É essencial que, além do desfibrilador, esses locais contem com uma equipe de funcionários treinada para atender casos de parada cardiorrespiratória súbita. Um shopping center, por exemplo, poderia adestrar seus seguranças. Em quatro horas, em média, é possível aprender como reconhecer um distúrbio cardiorrespiratório e quais as manobras que devem ser executadas enquanto o desfibrilador não é acionado ou caso ele não surta efeito, como a massagem cardíaca e a respiração boca a boca. É importante frisar que essas medidas não têm o poder de reverter por completo uma fibrilação. Elas apenas mantêm a circulação e a oxigenação do coração até a chegada de um socorro mais especializado.
Salvamento químico
Photodisc
QUANDO OS CHOQUES FALHAM…
…adrenalina na veia passa a ser muito mais do que uma simples expressão
O desfibrilador é a arma mais eficaz para reverter uma parada cardiorrespiratória súbita. Há casos, no entanto, em que os choques elétricos disparados pelo aparelho não conseguem fazer o coração voltar ao seu ritmo normal. Se, depois de três choques consecutivos, o quadro não for revertido, deve-se partir para o uso de remédios cuja função é facilitar o processo de desfibrilação por novos choques. Os protocolos internacionais recomendam que a primeira opção seja por substâncias vasoconstritoras, como a adrenalina. Isso porque, durante a fibrilação, a pressão arterial vai a zero.
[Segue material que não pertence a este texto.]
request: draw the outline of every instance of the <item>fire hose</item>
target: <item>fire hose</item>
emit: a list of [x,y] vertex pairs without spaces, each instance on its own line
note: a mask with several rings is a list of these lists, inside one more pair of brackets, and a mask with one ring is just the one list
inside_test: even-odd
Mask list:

Injetados na veia do paciente, esses remédios promovem a contração das artérias e, com isso, elevam a pressão, o que facilita o fluxo do sangue rumo ao músculo cardíaco. Ao contrário do que muita gente imagina, o dinitrato de isossorbida, cuja marca mais famosa é o Isordil, não deve ser usado em casos de infarto com parada cardiorrespiratória. O motivo: ele é um vasodilatador de efeito instantâneo. Outro remédio de que os médicos lançam mão em emergências é a amiodarona. No mercado brasileiro há mais de quarenta anos, sob a forma de comprimidos, ela é indicada para o controle de arritmias cardíacas, angina do peito e taquicardia grave. Numa parada cardiorrespiratória, a amiodarona é usada em sua versão injetável. A substância age diretamente nas células cardíacas, tentando normalizar os impulsos elétricos responsáveis pelos batimentos do coração. O futuro imediato aponta para o uso de trombolíticos na reversão de paradas cardiorrespiratórias. Sintetizados na década de 70, eles são originalmente indicados para a dissolução de coágulos que levam ao infarto. O seu mecanismo de ação na desfibrilação cardíaca ainda não foi desvendado. No entanto, segundo estudos apresentados no congresso da Associação Americana do Coração, na semana passada, em Nova Orleans, os trombolíticos têm se mostrado eficazes em 68% dos casos.